Section 17 of the act provided that the act may be cited as the Married Women's Property Act, 1870.

== Shortcomings ==
The act dealt mostly with the earnings of married women and was not very specific about married women's property rights. A major loophole was that any personal property (personalty) as opposed to real property a woman had in her own name before marriage still legally became her husband's property: money, furniture, stocks and livestock. Women married thereafter were entitled up to a fairly good sum of property (£200) in their own names ("absolutely") from their next of kin. It did not speak for an amount in excess of £200. The act was not retrospective — all women who married before it could not recover into their sole name the property they had held before marriage (if they had any). This greatly limited the effect.

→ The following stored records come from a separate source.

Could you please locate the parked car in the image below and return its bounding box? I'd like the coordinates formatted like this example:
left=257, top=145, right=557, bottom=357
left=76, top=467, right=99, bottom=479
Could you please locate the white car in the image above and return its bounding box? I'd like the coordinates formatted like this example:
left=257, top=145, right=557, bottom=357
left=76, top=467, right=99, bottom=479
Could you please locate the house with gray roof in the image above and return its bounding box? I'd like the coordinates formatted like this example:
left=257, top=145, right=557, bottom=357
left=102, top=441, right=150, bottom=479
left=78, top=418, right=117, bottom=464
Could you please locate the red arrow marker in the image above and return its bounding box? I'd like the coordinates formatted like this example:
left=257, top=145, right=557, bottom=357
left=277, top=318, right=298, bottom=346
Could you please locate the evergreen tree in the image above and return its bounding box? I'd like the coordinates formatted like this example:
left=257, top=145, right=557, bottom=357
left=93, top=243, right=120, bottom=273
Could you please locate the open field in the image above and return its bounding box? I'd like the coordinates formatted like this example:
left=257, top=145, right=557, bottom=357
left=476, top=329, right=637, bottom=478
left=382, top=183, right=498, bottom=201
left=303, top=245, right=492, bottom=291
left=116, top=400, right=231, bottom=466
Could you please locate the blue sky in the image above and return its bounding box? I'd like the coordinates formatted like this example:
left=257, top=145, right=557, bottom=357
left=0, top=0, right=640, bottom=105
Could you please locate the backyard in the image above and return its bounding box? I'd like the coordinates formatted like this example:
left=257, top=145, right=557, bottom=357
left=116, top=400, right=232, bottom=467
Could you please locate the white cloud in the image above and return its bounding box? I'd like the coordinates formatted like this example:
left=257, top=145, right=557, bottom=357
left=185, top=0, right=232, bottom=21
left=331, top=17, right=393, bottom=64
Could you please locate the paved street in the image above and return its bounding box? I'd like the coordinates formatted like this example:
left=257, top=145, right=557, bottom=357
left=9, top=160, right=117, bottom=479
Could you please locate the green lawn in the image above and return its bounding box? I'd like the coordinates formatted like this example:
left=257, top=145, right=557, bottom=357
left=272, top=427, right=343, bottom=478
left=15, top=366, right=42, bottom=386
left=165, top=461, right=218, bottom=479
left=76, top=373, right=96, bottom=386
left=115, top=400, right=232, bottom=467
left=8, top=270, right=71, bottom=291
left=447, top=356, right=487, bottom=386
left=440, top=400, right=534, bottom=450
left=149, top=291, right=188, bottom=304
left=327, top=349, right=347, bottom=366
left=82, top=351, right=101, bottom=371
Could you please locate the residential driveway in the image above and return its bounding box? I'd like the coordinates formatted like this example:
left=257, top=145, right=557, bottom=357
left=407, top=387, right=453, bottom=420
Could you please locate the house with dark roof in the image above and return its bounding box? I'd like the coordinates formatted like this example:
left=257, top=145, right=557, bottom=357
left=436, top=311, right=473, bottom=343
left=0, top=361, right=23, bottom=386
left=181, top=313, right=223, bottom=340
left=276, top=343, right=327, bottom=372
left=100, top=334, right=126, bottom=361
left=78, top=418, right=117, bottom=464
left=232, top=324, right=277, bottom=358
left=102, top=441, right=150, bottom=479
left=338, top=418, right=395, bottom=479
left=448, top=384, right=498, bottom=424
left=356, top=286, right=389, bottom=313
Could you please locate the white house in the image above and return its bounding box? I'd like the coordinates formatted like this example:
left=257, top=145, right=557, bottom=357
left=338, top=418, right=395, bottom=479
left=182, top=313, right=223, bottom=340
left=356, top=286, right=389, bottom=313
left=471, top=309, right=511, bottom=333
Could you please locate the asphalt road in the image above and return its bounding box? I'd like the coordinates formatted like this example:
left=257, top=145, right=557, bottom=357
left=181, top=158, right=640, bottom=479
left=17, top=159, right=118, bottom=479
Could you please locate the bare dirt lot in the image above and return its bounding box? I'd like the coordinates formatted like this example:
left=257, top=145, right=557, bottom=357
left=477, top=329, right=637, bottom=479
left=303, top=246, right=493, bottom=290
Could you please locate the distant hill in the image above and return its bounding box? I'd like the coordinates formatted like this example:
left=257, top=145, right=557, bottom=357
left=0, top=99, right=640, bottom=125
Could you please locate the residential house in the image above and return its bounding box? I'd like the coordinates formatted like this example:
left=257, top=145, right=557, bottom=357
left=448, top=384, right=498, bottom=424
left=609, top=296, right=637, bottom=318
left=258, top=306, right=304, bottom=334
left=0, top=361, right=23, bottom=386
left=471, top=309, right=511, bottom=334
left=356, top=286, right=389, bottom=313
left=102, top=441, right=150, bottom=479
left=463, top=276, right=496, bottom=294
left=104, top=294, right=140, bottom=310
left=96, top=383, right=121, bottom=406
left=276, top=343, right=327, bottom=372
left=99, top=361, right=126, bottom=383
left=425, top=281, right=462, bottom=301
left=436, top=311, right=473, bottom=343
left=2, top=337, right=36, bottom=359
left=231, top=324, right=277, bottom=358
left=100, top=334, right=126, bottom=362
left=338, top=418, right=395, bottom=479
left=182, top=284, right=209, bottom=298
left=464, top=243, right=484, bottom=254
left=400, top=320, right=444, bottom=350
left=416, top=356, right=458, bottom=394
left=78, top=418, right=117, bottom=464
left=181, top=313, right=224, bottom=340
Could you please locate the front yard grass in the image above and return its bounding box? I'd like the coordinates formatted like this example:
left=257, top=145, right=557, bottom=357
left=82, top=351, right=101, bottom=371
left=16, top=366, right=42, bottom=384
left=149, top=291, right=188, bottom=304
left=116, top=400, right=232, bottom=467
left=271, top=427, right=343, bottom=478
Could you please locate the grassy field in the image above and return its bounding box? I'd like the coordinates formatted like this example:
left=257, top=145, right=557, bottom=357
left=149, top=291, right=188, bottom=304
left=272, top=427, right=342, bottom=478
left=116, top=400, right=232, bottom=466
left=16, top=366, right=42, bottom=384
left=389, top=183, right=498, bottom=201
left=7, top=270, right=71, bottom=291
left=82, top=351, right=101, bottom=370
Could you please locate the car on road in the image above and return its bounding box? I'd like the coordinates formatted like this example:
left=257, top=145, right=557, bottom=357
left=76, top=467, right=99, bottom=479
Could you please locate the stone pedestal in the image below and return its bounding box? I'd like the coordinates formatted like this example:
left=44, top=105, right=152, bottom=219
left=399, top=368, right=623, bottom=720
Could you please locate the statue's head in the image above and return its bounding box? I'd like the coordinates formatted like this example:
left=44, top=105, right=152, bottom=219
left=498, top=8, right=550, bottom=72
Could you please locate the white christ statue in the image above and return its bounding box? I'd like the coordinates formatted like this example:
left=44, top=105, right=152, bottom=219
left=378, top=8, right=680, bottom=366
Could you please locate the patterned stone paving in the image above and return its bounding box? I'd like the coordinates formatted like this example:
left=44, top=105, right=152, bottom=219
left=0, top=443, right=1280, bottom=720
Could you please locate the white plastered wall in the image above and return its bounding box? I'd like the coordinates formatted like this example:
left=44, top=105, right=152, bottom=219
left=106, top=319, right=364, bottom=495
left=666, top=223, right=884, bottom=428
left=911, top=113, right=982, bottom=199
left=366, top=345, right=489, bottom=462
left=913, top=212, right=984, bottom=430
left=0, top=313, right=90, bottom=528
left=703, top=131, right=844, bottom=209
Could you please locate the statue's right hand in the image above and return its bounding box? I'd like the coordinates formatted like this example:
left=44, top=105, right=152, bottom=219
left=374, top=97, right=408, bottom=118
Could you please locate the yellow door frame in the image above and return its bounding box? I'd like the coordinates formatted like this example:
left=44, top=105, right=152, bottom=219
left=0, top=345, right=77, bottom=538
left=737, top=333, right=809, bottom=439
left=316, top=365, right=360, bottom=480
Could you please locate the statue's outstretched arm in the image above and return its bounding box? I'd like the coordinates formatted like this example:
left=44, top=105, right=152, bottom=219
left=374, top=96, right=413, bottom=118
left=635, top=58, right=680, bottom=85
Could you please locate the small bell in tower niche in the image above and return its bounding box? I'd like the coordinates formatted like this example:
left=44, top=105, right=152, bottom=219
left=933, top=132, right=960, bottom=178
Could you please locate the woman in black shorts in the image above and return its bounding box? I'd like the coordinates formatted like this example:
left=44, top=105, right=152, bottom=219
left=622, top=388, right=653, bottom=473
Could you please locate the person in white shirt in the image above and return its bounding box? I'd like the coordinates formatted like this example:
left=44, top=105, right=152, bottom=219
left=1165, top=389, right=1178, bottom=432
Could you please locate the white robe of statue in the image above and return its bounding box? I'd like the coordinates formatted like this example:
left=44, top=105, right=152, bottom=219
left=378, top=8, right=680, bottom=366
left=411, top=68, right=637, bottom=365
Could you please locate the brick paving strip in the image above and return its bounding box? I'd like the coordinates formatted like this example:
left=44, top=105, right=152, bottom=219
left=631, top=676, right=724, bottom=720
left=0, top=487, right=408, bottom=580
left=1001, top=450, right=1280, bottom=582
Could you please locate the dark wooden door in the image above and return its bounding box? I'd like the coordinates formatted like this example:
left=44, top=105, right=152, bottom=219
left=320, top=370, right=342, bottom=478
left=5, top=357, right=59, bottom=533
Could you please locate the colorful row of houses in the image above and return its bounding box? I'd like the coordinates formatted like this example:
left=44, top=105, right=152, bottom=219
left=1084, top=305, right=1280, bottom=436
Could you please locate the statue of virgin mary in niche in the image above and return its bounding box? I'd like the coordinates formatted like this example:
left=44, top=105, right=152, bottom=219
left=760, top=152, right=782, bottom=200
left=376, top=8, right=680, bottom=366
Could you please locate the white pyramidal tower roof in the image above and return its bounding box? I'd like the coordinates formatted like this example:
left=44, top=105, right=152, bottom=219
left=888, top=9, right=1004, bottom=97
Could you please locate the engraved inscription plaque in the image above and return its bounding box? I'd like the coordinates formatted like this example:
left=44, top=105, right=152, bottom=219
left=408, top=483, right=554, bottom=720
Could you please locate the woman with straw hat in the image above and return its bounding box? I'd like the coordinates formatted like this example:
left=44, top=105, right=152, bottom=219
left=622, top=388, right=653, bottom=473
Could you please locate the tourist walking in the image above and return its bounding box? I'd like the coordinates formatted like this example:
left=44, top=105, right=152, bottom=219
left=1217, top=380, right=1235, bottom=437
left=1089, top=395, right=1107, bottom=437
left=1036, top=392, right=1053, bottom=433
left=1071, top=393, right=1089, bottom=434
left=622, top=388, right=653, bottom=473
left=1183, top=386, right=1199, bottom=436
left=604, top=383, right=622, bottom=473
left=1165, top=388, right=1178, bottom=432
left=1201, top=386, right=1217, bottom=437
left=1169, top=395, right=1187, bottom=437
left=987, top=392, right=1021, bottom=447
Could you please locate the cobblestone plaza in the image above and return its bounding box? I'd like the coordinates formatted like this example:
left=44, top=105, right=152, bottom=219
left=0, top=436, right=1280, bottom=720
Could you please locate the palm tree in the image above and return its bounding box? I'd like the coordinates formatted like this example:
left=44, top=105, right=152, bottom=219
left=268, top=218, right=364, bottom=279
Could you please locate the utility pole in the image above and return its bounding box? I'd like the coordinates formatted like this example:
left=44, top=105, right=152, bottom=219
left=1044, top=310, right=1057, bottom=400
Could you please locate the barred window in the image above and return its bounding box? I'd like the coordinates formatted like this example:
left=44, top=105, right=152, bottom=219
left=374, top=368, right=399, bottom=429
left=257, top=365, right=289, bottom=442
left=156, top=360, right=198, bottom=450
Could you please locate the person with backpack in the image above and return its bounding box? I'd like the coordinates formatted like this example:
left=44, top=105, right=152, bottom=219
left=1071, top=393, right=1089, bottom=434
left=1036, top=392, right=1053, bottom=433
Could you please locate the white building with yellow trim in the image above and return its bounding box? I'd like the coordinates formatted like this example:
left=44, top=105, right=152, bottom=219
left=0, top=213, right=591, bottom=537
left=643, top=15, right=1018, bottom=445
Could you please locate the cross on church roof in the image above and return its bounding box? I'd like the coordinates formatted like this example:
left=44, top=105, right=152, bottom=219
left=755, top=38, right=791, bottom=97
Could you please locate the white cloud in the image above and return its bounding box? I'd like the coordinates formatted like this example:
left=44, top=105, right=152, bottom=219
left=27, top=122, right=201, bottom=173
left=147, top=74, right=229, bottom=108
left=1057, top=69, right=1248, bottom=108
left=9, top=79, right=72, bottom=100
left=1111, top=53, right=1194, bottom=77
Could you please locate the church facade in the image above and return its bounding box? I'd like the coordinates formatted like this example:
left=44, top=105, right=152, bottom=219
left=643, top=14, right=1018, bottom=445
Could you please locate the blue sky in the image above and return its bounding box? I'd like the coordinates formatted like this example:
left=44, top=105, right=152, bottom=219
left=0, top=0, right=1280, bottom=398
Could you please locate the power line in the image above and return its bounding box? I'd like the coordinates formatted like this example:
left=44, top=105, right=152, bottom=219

== Subsequent developments ==
The act's full significance was that, for the first time in British history, it allowed newly married women to forever legally keep their own earnings and inherit property. It also put a legal duty on married women to maintain their children alongside their husband's. Women who married before the act still ceded ownership over their property. They also did not have authority over any children that they bore during the marriage, which "deprived her of all authority over her children and of any contractual capacity during his [her husband's] life". When this Act was passed it was in a time when women had very few rights. Women were not allowed to vote in parliamentary elections; It could be argued that the act paved the way towards women's right to vote, since it extended female property rights. It sidelined one of the reasons women were denied the right: "Coverture was also used as a reason to deny women the vote and public office because of the assumption that a married woman would be represented by her husband. The end of coverture certainly ranks along with suffrage as the sine qua non [inception] of public recognition of women's autonomy and personhood". Women before were not seen as individuals who could have their own vote let alone be elected; their husbands by tradition would take control of such matters. The act helped lay the groundwork for a superseding, enhanced-rights version, the Married Women's Property Act 1882 (45 & 46 Vict. c. 75) and for the Representation of the People Act 1918 (7 & 8 Geo. 5. c. 64) that granted many women over the age of thirty the right to vote in the United Kingdom.

== Criticism ==
Much negative feedback to Parliament flowed when the act was passed in 1870. It has been argued that the act was not focused on benefiting women and it was actually focused on the fraud that married couples commit: "a study of Parliamentary debates and Chancery Court cases argues that the passage of the British Act had more to do with controlling fraud committed by married couples (who colluded to defeat the law of debt) than the rights of married women". This opinion was controversial because many feminists saw the act as a huge success for women who were married.

There was a focus put on the arguments in the home that would arise from the act being passed: "The most striking feature of the debates on the Married Women's Property Bills is how little time was spent discussing the principle of sexual equality, and how much time was spent discussing the idea that giving married women property rights would cause discord in the home". Instead of talk of equality there was talk about how negative the act was for the household because it would be the cause of arguments at the home. It was said that a house can only be a truly happy home if the husband was in charge and the wife was submissive: "There was no place in the Victorian home for disputes between husbands and wives if the home was to be the 'sweetest, cheerfullest place' that the husband could find refuge in. Within the terms of separate spheres ideology, this household harmony could only be achieved by the total subordination of women to their husbands".